Joe is haunted by a photo: the only one in which his father appears to be truly happy. “He was wearing a long set of beads around his neck, and even though his clothes were grubby, there was something radiant about him, his face, his eyes. It seemed as if he’d been washed clean,” Allinson writes.
This photo, and the story behind it, feed into the second two parts of the book, set in India in the 1970s. Joe’s father, Vincent, is a young man aimlessly travelling, lonely and waiting for something to happen. A chance meeting in the Leopold Cafe in Bombay leads him into a new, transformative friendship and eventually to Pune, where the guru Osho had his headquarters.
“Time and memory were what I was interested in: how things are passed down through generations,” says Allinson. “I think about the amount of love and time spent together, and how so little of that remains after someone dies. And I then had my own child and I thought, when I was with her, none of this is going to be remembered.”

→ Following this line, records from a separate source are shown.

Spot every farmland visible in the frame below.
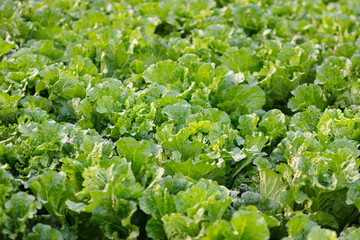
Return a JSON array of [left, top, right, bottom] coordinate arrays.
[[1, 0, 360, 239]]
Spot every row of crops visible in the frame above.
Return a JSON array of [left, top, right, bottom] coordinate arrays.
[[1, 0, 360, 239]]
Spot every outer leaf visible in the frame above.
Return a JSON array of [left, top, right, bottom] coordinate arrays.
[[220, 47, 262, 74], [162, 213, 199, 239], [145, 218, 167, 239], [143, 60, 187, 85], [289, 106, 322, 133], [315, 57, 351, 94], [259, 169, 287, 202], [201, 220, 236, 240], [339, 227, 360, 240], [346, 180, 360, 210], [162, 128, 206, 161], [69, 56, 98, 76], [231, 206, 270, 240], [238, 113, 259, 137], [258, 109, 287, 143], [139, 185, 176, 220], [0, 39, 15, 57], [163, 101, 192, 127], [28, 171, 74, 223], [232, 4, 267, 32], [307, 227, 337, 240], [288, 84, 327, 112], [163, 160, 217, 179], [217, 84, 266, 117], [3, 192, 41, 239], [175, 179, 231, 220], [27, 224, 64, 240], [286, 213, 317, 240], [116, 137, 159, 182]]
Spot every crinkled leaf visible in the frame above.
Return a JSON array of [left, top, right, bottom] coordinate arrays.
[[288, 84, 327, 112], [28, 171, 74, 223], [231, 206, 270, 240], [27, 224, 64, 240]]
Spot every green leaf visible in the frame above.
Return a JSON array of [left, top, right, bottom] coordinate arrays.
[[286, 213, 318, 240], [163, 159, 217, 179], [259, 169, 287, 202], [34, 40, 64, 60], [307, 226, 337, 240], [162, 128, 206, 161], [162, 213, 200, 239], [145, 218, 167, 239], [143, 60, 187, 85], [3, 192, 41, 239], [0, 92, 22, 124], [244, 131, 269, 151], [289, 106, 322, 133], [216, 84, 266, 118], [175, 179, 231, 220], [315, 57, 351, 94], [232, 4, 267, 32], [188, 0, 216, 12], [288, 84, 328, 112], [50, 70, 86, 100], [259, 63, 300, 103], [0, 39, 16, 57], [0, 168, 16, 203], [139, 185, 176, 220], [339, 227, 360, 240], [310, 212, 339, 230], [317, 109, 360, 142], [258, 109, 287, 143], [220, 47, 262, 75], [27, 224, 64, 240], [201, 220, 236, 240], [28, 171, 74, 223], [238, 113, 259, 137], [163, 101, 192, 127], [89, 197, 139, 239], [346, 180, 360, 210], [231, 206, 270, 240], [69, 56, 98, 77], [116, 137, 159, 183], [159, 175, 192, 195], [69, 161, 142, 239]]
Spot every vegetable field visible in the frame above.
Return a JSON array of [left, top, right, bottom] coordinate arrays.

Allinson spoke to many former devotees of Osho and went to India to visit the current-day Osho centre, which proved to be a pale facsimile of the original. In the old footage of the commune, Allinson says, “it is both creepy and beautiful. It looks like paradise. But now the place has a corporate self-consciousness about it… Now it’s just pseudo-mystical and capitalist.” The modern-day pilgrims included “some really young people, but also some older people who were really sick and they had come back to die.”
In the 1970s, the centre had a reputation for wildness and boundary-crossing – as depicted in the Netflix documentary, Wild Wild Country. Allinson’s novel draws on the real-life workshops participants were required to undertake, aimed at stripping away their ego and revealing their true nature. In some cases these workshops – footage of which still exists – crescendoed into sex and violence. In Allinson’s novel, an incident in one of these workshops changes the trajectory of Vincent’s life.
The novel’s final section is set in the future, and told from the perspective of Joe’s daughter Sylvie, living in the wake of a grim environmental catastrophe, with shadows of the past still hanging over them. While the novel indulges in our fascination with cults, the relationships between the characters are the main drivers of the story. Each character is a seeker in their own right, and if they aren’t tapping into the mystical they are trying to unlock generational trauma. For all that, Allinson’s new novel has more in common with work by writers like Peter Carey rather than Tim Winton. It’s taut, unsentimental, thought-provoking, sad, and at times wild and gorgeous.